How to ensure your new website is optimised for search and LLMs

Contents

Discovery and strategy: the decisions before any code is written
Information architecture: URL structure, taxonomy, internal linking
Design and UX: templates that chunk well
Development: rendering, semantic HTML, schema, performance
Pre-launch: migration mapping, benchmarking, redirects, QA
Launch and the first 90 days
What not to spend build budget on
Working with us on a new build

Optimising a new website for both Google and AI search has to be considered at every stage of the process when designing and rebuilding a new site.
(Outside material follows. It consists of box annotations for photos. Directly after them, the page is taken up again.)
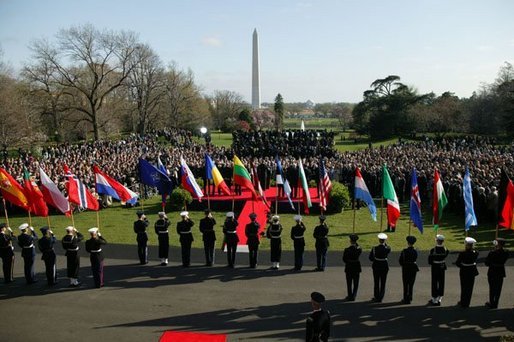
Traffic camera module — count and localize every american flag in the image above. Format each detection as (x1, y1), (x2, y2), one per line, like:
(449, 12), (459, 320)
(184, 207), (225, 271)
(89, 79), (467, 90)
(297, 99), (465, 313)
(319, 160), (332, 210)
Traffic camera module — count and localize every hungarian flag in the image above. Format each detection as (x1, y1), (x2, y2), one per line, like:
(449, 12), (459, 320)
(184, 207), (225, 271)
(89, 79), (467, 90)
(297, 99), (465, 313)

This guide follows how a build project at SoBold actually runs, with the search and LLM decisions flagged at each stage.

AI search visibility is mostly downstream of solid traditional SEO.

Discovery and strategy: the decisions before any code is written

Discovery is where the topical structure of the site is decided, and it sets the bar for every other phase. Good discovery produces two outputs that matter for search: an entity baseline for each major topic, and a content scope decision.

Entity baseline. For each major topic the site needs to own, run the proposed page content (or competitor pages if no draft content exists yet) through Google’s free Natural Language API, and compare the entities it surfaces against the entities surfaced from the top three ranking competitors. Gaps in that comparison are the entities Google expects to see for the topic.

Content scope decision. The deliverable here is a short list of pillar topics, each with a defined cluster of supporting pages.

Information architecture: URL structure, taxonomy, internal linking

Of all the phases in a build, information architecture is the hardest to change after launch. URL structure changes mean redirect chains, broken inbound links, and a measurable drop in ranking signals. Taxonomy changes ripple through every page that references a category. Internal linking changes are recoverable, but only if templates support it. Most agencies treat IA as a UX exercise with SEO consulted afterwards. We treat it as a Day-Zero SEO decision.

URL hierarchy. Shallow, predictable, cluster-aware. If a service has five supporting articles, the URL should signal that relationship: /services/{topic}/ with /news/{article-slug}/ linking back through the taxonomy, not flat /articles/{slug}/ paths that hide the topical relationship from both crawlers and readers.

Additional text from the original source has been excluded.